Introduction
Writing tests for code that manipulates complex data structures (like balanced trees or linked lists) is challenging and time-consuming. The paper “Test Input Generation with Java PathFinder” shows how the NASA model checker Java PathFinder (JPF) can help automate this task. JPF is an explicit-state model checker built on its own Java Virtual Machine, and it was originally developed at NASA Ames. The authors use JPF to generate test inputs for methods in java.util.TreeMap
(which uses a red-black tree internally) to achieve good code coverage. The key idea is that symbolic execution and model checking can work together: JPF explores program paths with symbolic values and uses the path conditions to build actual tests for those paths. In practice, this means we can cover hard-to-reach branches of code without writing all test cases by hand, which is very appealing for safety-critical software (like NASA’s).
Core Concepts / Overview
What is Java PathFinder (JPF)?
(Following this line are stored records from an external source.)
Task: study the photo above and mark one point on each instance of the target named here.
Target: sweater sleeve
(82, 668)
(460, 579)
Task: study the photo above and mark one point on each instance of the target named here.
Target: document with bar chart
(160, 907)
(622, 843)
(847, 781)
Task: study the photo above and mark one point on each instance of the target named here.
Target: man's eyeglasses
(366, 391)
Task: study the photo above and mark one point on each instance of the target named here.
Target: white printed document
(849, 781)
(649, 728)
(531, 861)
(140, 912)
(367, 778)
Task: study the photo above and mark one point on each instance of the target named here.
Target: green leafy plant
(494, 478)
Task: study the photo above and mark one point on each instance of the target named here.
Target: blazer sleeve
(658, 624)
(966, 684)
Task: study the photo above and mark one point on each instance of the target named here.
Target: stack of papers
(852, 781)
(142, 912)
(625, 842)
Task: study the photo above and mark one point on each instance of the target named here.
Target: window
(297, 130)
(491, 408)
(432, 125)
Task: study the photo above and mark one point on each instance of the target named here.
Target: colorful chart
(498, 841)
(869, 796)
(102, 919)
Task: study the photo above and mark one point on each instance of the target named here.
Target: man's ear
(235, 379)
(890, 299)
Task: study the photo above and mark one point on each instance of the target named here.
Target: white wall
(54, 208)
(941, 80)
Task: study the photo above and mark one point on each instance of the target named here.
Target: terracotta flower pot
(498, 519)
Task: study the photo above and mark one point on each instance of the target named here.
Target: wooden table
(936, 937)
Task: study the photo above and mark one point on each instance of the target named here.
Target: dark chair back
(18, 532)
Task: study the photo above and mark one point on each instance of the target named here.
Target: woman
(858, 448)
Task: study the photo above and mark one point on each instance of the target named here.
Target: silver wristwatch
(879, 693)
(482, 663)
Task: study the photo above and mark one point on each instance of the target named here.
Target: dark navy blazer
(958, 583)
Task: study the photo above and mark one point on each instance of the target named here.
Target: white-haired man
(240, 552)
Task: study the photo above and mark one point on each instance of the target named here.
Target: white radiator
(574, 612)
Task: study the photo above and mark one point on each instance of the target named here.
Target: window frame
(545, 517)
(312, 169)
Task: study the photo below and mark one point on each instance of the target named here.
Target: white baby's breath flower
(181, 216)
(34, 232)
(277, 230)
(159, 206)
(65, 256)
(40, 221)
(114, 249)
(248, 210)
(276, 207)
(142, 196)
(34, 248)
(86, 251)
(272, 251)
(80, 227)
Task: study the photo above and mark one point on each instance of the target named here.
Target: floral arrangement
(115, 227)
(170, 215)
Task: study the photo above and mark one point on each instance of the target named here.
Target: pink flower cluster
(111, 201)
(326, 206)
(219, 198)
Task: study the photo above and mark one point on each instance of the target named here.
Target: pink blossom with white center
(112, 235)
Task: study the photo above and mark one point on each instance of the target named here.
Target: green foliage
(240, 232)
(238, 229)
JPF is a tool to verify Java programs by exploring all possible executions. It includes its own Java bytecode interpreter (a special Java VM) so it can track program state and systematically explore choices (including nondeterministic choices). In this context, “model checking” means JPF can check for bugs (like exceptions or assertion failures) by examining each possible path. It was first used on mission-critical software (for example, to check a real-time OS and even a prototype Mars Rover at NASA).
What is symbolic execution? Instead of running the program on concrete inputs, symbolic execution uses symbolic values for inputs and tracks constraints on them. Each path through the code accumulates a path condition (a logical formula) that describes what inputs would follow that path. For instance, if the code has if (x > y)
, the two branches will add x>y
or x<=y
to the condition. By exploring paths symbolically, we can reason about all inputs at once. The JPF framework instruments the Java program so that it builds these symbolic states and path conditions during model checking.
What are red-black trees and why a case study? Red-black trees are self-balancing binary search trees where each node is colored red or black, and the colors obey specific rules. For example, every red node must have black children, and every path from the root to a leaf has the same number of black nodes. Java’s TreeMap
uses a red-black tree to store data. Testing methods that insert or delete nodes in such a tree is hard because the tree must remain valid (i.e. satisfy its invariant). In the paper, the authors focus on generating tests for core TreeMap methods (put
and remove
) to cover as many branches in their code as possible. Red-black trees make a great example, since they have a rich structure (colors, pointers, etc.) and a complex invariant to maintain.
Figure: Examples of small red-black trees (each node is colored red or black) used in the TreeMap case study. The JPF repOk method checks these coloring properties.
Key Characteristics
-
Straight model checking as testing: Here we simply run JPF on the program under test and let the model checker generate behaviors. For example, the paper shows code that randomly calls
put
orremove
on a TreeMap in a loop (usingVerify.randomBool()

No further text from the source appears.